Canadian Privacy Law Reform
The consultation process into how transborder personal data transfers should be viewed under PIPEDA closed on August 6, 2019. The OPC has not, as of the date of this article, commented on when to expect further feedback or updates on the submissions received and what it means going forward. One possible (speculative) scenario is that, given the cross-border aspect of the breach, the OPC will wait to further comment until the Capital One investigation has closed. Recall that the OPC’s position regarding a) the necessity of giving more powers of enforcement to his office and b) the re-interpretation of PIPEDA with respect to cross-border transfers were triggered and fueled by the investigations into Facebook and Equifax.
Lastly, but importantly, the federal government announced in May that it is considering (and preparing for) a significant overhaul of PIPEDA. Essentially, every aspect of the law is in play for reform, from applicability of the law, to enforcement, scope of individuals’ control and international data transfers. One central consideration is surely the desire to have PIPEDA remain “adequate” under GDPR, but there are others, such as changes in technology and applications of those technologies that were not contemplated when PIPEDA came into force over 15 years ago. As with the data transfer issue, the timelines associated with this process are unclear at this point.
GDPR Enforcement and CCPA Coming-into-force
As we wrote about in previous articles, the UK ICO took a strong position in pursuing large fines for two data breaches that occurred in 2018. In both the Marriot and British Airways cases, there was no egregious, uncooperative or devious behaviour to speak of, yet the fines were substantial. Given the quiet start to GDPR enforcement over its first twelve months, this sent a strong signal to other Data Protection Authorities (“DPAs”), as well as organizations subject to GDPR. We have yet to see significant enforcement of the GDPR with businesses that do not have operations in Europe (and are subject to GDPR under Art. 2(a) or 2(b)). Also, there a number of provisions of the GDPR that have not been fully tested or commented on by DPAs, some of which may affect Canadian organizations just the same as others subject to the GDPR.

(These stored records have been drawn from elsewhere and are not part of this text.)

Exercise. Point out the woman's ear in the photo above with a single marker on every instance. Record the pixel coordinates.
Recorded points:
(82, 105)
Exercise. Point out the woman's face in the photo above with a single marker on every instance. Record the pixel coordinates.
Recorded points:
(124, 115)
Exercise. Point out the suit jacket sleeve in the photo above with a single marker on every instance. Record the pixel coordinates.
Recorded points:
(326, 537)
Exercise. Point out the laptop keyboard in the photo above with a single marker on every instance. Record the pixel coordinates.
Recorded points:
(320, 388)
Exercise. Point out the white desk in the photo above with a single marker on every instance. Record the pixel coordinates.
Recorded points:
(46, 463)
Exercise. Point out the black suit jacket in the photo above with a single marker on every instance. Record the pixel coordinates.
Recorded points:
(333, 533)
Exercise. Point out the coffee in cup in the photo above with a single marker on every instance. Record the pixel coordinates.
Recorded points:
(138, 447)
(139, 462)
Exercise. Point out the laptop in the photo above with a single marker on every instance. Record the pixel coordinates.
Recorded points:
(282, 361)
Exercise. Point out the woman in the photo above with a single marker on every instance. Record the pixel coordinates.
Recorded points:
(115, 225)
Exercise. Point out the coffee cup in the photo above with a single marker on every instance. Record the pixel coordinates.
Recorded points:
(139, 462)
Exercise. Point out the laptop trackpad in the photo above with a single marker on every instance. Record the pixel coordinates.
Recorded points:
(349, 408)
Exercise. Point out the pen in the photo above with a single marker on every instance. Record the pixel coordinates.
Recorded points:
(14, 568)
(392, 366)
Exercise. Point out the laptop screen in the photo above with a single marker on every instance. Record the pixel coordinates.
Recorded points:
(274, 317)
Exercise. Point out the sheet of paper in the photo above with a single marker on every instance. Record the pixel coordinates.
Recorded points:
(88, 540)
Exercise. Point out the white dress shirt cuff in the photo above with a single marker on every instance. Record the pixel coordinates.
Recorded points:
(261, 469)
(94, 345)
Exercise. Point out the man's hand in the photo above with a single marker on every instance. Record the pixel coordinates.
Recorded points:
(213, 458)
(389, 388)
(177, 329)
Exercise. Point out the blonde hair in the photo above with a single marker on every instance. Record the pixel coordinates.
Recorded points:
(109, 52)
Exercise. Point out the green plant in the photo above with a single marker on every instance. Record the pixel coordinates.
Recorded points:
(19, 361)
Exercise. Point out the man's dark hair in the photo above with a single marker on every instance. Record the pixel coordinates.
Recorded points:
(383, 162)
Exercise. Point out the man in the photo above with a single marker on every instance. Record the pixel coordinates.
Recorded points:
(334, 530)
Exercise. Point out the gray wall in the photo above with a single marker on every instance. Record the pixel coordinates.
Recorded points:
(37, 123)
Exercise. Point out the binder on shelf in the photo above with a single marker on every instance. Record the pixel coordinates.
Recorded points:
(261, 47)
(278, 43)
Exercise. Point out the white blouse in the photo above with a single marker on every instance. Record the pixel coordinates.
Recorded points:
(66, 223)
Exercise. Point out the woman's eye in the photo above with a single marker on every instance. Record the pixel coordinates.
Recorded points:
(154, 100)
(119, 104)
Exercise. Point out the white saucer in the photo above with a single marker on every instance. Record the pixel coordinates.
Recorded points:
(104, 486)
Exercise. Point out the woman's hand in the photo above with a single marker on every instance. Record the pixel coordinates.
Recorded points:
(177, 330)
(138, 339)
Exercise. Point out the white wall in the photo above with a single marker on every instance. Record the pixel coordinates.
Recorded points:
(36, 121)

As for the CCPA, it has been called the Californian version of the GDPR, passed in the shadow of its European cousin during 2018, and comes into effect January 1, 2020. It shares many of GDPR’s features but also differs in important ways. How the law will be interpreted, applied and enforced will remain to be seen during the course of 2020, but it is certainly quite likely that many Canadian organizations doing business in California will need to consider how the CCPA may affect their processes and risk.
The Desjardins and Capital One data breaches, their current investigation by the regulators and ongoing consultations into Canadian privacy law reform are taking place with the backdrop of developments in Europe (for example, the hundreds of millions in GDPR fines at stake in the Marriot and British Airways data breaches) and elsewhere. Both GDPR and CCPA provide their respective supervisory authorities, significantly more enforcement powers than those that currently exist under the Canadian federal and provincial regimes, which is not going unnoticed in current debates. This current landscape makes a compelling case for taking a closer look at the resulting potential consequences for overall data protection risk facing organizations. It also highlights the complexity of conducting a tailored assessment.
It has been whirlwind first half of 2019; we will keep monitoring these areas and hope for additional clarity and guidance over the next six to nine months.
 Some differences include scope of application, powers of the supervisory authority and process to collect and amount of potential fines
 European national “Data Protection Authorities” under GDPR, the Attorney General under CCPA.